Un commentaire, le dernier en date, de Bertrand Sagot, le 10 avril 2014, vient me "secouer" de ce long et paresseux silence. Il ne s'adresse point, d'ailleurs, à l'auteur de ce blogue, mais à Hilaire, le commentateur précédent.
Il clôt — provisoirement du moins, je le souhaite — un échange, entre inconnus, lourd de d'émotions, de nostalgies, d'images, de goûts, de senteurs. De ce besoin d'évoquer, de révéler, de faire à nouveau remonter et surgir des rires, des larmes, des visages, des horizons, au seuil du grand âge.
Merci donc à
Benoît, A. Rabanel, Bertrand Sagot, Hilaire, Yves Romer, Claude Xavière Ménard, Corazzini, Xavier Vincent, Bertrand Guy, Jean-Pierre Picone, Jean-Claude Castiglioni, Micheline Cat, Georges Lour, Michel Bonneau, Didier, Berlol et François Jost (à lui, le copain, in memoriam)
pour ce lien tissé autour d'un paquebot qui nous emmena sur l'océan de nos rêves.*
Commentaires
je commence à comprendre... le blog est pour toi, entre autres, un chemin de visite de ta propre histoire et de l'Histoire telle que tu l'as vécue avec l'écriture pour véhicule et sous le regard de blogueurs attentifs ou non.
Il est donc possible de cheminer dans un temps présent et passé mêlés, avec des compagnons de voyages croisés sur la toile et d'embarquer ou d'être embarqué dans le partage d' un bout de route en commun vers des paysages et des destinations qui se découvrent chemin faisant.
François
Écrit par : F Jost | jeudi, 27 octobre 2005
C'est une assez bonne définition pour quelques blogs littéraires qui ont de la tenue. Pour moi qui suis en train de lire Assia Djebar, ces propos résonnent avec certaines nouvelles de son recueil (Femmes d'Alger dans leur appartement). Merci pour ces souvenirs et pour cette correspondance recyclée.

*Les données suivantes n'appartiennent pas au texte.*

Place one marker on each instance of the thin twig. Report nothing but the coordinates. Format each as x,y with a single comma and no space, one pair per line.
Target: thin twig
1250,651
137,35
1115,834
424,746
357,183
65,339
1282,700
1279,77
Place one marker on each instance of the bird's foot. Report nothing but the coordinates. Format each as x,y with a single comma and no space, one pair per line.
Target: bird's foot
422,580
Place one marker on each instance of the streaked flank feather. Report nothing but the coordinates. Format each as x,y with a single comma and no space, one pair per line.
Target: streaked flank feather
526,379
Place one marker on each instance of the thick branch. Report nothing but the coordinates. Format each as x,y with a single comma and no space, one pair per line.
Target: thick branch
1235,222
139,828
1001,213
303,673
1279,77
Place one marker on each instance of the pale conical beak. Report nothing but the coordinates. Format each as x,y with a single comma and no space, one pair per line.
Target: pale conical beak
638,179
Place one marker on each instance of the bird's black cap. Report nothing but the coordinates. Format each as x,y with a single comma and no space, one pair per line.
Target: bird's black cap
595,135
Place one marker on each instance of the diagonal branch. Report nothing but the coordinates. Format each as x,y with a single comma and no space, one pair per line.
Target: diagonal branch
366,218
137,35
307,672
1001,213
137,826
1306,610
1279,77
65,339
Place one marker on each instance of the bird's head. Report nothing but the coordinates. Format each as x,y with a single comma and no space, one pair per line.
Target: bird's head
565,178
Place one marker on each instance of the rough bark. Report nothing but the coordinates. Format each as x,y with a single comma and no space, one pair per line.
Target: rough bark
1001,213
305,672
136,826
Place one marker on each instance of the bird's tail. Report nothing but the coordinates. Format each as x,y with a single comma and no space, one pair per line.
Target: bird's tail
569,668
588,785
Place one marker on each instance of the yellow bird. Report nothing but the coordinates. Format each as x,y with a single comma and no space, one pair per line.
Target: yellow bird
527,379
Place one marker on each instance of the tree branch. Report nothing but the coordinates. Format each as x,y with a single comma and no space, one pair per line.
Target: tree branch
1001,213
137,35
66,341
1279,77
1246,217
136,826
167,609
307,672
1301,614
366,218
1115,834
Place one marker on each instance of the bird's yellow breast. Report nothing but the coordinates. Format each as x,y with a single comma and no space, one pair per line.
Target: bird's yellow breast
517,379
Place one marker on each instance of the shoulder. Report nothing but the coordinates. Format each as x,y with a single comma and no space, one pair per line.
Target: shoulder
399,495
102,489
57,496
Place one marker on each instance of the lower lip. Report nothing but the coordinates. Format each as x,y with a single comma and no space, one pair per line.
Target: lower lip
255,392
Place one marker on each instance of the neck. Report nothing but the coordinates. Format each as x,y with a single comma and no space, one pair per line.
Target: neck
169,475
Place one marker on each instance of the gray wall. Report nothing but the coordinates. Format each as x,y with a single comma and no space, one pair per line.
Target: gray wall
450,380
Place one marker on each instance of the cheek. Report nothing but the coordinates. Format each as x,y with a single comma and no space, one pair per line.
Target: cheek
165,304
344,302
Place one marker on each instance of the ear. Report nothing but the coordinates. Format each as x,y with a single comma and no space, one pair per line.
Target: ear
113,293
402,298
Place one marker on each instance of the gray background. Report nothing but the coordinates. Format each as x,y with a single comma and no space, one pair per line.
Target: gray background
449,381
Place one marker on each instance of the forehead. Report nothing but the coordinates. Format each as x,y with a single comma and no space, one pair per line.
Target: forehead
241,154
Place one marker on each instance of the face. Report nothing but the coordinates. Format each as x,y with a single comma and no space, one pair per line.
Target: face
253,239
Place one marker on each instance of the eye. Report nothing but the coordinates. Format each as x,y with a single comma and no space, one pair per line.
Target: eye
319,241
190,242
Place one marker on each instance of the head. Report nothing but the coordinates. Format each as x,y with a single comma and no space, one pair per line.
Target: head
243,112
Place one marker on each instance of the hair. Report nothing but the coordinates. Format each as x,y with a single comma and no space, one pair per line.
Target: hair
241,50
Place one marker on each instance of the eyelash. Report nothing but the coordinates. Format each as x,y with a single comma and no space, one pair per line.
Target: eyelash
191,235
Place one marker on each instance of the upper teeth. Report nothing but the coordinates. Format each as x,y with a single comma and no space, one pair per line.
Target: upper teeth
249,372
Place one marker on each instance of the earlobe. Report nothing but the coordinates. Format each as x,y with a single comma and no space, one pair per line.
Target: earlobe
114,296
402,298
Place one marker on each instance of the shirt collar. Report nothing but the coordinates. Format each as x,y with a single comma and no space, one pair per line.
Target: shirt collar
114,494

Écrit par : Berlol | mardi, 01 novembre 2005
Merci pour le commentaire et cette invitation à lire Assia Djebar. Etant novice dans la pratique du blog, je suppose que ce commentaire va être transmis à Berlol et non pas à Jacques André....à suivre et découvrir ce nouveau compagnon rencontré sur la route d'un commentaire d'un 26 octobre intemporel
Écrit par : F jost | jeudi, 03 novembre 2005
Bonjour, mon père était officier à bord du Banfora à l'époque que vous évoquez (années 55). Auriez-vous des photos de ce bateau ?
Merci et bonnes fêtes
Écrit par : Didier | dimanche, 25 décembre 2005
A la recherche du père....
...d'une note écrite le 26/10/05 évoquant le 26/10/1955 à bord du Banfora, au large du Maroc s'accrochent à ce navire voguant dans le sillage du temps, Assia Djebar, Berlol, Didier — que je ne connais pas — en ce 25/12/05, jour de retrouvailles dans la demeure de mon père qui nous a quitté en février dernier.

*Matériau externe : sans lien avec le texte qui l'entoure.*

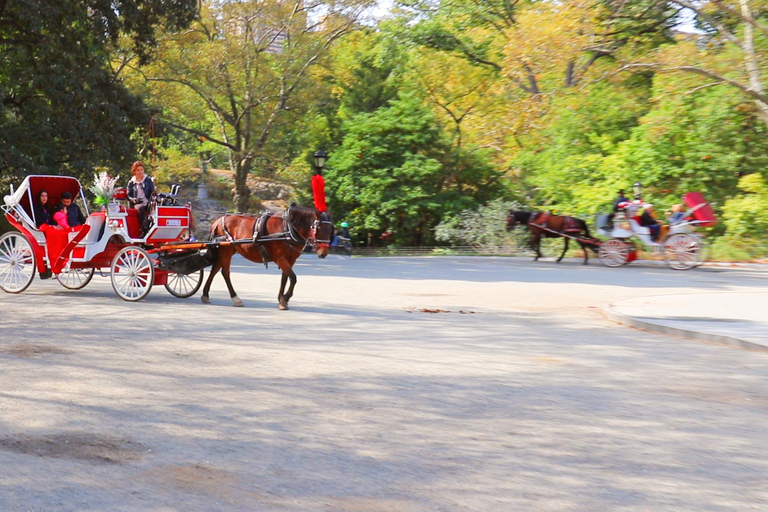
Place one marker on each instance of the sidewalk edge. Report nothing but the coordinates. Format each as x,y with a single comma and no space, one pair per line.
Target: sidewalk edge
676,331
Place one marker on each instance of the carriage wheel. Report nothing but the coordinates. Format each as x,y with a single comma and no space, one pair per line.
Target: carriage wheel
682,251
75,278
132,273
184,285
17,263
705,250
613,252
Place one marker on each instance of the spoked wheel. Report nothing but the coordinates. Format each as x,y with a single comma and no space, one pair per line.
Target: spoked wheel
75,278
132,273
184,285
682,251
705,251
613,252
17,263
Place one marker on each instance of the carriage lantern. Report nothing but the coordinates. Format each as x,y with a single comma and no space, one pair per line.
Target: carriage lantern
320,157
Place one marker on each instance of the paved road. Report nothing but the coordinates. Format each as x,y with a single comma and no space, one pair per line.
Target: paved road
415,384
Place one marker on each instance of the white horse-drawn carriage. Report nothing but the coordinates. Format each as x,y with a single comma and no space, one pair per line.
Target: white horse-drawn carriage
681,247
111,241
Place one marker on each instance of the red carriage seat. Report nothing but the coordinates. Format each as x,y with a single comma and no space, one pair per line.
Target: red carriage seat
133,224
702,212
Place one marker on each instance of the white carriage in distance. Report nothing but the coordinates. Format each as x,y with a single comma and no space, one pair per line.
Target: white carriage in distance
111,242
681,247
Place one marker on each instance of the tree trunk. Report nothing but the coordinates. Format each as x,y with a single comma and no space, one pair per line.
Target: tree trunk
240,193
750,60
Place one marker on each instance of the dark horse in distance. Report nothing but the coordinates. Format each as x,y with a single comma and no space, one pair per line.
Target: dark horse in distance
554,226
273,237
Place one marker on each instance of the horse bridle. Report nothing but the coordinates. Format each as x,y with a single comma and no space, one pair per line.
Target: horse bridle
312,239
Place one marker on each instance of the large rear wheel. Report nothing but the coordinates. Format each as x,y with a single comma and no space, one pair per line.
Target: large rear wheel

Chemin faisant, à la croisée de routes particulières, s'inscrit sur la toile de surprenantes correspondances et de compagnonnages ici et maintenant et hors du temps.
François
Écrit par : F Jost | lundi, 26 décembre 2005
Je suis désolé, Didier, mais à l'époque, je n'étais pas encore assez riche pour posséder un appareil photographique.

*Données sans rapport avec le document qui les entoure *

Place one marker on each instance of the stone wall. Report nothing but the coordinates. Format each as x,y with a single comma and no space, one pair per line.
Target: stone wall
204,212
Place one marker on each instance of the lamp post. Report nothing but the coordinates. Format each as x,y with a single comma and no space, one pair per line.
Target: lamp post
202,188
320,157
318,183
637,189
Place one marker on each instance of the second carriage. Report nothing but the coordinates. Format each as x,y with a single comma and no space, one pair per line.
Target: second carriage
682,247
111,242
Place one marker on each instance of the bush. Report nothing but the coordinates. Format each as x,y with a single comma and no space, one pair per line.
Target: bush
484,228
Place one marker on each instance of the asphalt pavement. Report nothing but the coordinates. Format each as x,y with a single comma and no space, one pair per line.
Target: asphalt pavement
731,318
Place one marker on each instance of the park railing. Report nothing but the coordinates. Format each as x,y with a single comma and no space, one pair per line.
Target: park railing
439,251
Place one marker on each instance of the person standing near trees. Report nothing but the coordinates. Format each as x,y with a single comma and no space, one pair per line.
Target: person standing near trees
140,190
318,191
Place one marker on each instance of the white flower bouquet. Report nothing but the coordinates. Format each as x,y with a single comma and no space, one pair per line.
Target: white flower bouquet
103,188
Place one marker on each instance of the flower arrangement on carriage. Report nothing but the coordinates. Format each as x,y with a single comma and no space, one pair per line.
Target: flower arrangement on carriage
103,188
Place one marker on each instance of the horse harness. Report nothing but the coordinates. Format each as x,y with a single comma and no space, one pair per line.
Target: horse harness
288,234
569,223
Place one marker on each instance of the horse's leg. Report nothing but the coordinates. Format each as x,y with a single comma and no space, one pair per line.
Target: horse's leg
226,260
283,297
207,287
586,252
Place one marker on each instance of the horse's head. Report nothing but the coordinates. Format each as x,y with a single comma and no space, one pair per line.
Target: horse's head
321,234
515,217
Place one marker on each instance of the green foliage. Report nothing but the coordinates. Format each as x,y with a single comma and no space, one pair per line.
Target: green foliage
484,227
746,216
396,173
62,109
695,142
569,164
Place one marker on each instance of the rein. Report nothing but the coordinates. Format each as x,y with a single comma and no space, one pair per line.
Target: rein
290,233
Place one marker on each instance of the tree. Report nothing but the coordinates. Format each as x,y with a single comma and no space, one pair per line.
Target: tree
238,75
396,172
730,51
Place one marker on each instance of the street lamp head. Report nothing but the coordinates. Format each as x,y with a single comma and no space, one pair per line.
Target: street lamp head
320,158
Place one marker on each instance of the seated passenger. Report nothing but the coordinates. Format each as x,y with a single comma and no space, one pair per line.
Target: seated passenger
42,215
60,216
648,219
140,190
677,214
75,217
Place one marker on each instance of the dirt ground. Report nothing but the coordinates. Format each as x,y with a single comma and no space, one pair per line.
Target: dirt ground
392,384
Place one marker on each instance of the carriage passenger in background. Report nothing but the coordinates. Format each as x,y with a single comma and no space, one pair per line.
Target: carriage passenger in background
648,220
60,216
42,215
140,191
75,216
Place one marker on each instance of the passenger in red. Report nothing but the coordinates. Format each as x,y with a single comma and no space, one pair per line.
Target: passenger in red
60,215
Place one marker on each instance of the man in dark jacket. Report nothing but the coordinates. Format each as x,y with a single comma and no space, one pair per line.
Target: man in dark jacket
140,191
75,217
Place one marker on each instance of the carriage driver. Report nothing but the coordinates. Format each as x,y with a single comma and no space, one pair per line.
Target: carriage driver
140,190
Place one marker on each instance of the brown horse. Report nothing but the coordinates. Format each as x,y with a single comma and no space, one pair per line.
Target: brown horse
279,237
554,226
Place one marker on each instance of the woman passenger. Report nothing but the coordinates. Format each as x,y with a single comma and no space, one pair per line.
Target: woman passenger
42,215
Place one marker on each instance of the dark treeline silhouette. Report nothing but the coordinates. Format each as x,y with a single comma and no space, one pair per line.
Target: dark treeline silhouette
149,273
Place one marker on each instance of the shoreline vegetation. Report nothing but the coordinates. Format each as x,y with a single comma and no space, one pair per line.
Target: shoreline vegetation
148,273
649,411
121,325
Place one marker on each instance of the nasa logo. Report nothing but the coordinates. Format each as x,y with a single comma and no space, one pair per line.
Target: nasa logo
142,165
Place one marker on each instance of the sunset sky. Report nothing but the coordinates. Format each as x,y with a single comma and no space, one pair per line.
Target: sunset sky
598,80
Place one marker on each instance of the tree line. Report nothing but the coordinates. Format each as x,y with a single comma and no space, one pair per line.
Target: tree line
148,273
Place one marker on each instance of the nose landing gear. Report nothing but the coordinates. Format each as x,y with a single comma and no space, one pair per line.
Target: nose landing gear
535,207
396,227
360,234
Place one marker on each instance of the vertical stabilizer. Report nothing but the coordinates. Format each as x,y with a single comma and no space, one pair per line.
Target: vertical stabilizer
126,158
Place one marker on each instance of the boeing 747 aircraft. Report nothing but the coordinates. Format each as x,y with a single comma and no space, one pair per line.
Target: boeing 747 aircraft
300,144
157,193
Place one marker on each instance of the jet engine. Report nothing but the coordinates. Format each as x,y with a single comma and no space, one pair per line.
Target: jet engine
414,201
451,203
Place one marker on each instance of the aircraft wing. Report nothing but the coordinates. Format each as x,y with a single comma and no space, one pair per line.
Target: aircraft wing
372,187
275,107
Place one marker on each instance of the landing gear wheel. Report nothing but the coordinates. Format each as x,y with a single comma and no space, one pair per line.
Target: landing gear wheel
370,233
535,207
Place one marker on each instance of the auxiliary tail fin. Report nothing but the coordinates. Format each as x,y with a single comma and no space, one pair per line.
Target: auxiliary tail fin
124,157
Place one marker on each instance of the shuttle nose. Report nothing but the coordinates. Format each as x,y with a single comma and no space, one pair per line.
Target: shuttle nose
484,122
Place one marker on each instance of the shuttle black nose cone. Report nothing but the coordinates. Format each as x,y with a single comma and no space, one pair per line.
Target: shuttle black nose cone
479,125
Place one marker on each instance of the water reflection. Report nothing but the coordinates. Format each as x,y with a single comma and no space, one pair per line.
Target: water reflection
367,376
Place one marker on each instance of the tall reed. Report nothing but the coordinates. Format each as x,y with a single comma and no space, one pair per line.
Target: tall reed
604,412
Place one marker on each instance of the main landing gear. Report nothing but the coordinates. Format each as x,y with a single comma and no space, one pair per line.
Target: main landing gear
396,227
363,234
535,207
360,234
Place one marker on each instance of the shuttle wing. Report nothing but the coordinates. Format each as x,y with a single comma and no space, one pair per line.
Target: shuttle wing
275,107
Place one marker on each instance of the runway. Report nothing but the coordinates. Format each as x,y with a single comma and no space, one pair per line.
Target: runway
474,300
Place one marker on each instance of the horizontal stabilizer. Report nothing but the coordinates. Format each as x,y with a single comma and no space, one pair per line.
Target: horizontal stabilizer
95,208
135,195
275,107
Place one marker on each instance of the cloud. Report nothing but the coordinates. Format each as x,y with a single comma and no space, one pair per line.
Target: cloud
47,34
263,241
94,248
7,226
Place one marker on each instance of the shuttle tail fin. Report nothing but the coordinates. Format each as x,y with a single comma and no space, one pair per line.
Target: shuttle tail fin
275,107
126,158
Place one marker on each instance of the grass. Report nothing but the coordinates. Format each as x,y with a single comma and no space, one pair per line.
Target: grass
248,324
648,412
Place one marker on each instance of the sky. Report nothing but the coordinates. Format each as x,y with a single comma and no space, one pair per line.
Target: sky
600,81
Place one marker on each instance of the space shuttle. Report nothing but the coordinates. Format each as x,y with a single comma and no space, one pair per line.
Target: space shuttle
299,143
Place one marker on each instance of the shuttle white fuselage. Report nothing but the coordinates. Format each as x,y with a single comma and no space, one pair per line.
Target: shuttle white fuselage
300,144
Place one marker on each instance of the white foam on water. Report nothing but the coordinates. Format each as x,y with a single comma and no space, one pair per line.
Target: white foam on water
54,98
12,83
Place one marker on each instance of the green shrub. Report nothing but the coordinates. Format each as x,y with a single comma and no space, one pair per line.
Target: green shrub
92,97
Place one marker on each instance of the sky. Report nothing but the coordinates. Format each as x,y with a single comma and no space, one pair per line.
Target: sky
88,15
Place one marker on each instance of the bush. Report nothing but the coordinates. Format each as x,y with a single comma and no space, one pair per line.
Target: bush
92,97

Je n'ai donc que des souvenirs heureux, très heureux de ce paquebot !
Croyez-moi, le Banfora en était à l'un de ses derniers voyages ; je pense qu'il fut désarmé en 1956, mais il me paraissait fort bien commandé !
Écrit par : grapheus | lundi, 26 décembre 2005
Bonjour.
Je ne suis pas un habituel des blogs. Des évènements récents de ma vie ont réveillés des questions sur la disparition de mon père. Mais le web permet des rencontres que l'on croit parfois impossibles.
Mon père Emilien BONNEAU, originaire de CREST, était marin dans la marine marchande et à fait de nombreux voyage à bord du Banfora. Il était du dernier voyage de ce bateau. Il a ensuite embarqué sur le Foch (marine marchande).
Mon père a disparu en mer le 22 avril 1958.
Il était né en 1914 dans les hautes Alpes.
Je viens de perdre ma mère et nous avons trouvé des documents concernant ses voyages avec notamment son livret maritime.
J'ai une carte postal du Banfora. Je l'ai numérisée et je peux vous la transmettre.
J'ai d'autre part une photo, prise dans la salle à manger à l'intérieur d'un bateau, où mon père figure en compagnie d'autres marins. Je ne peux certifier qu'elle a été prise sur le Banfora.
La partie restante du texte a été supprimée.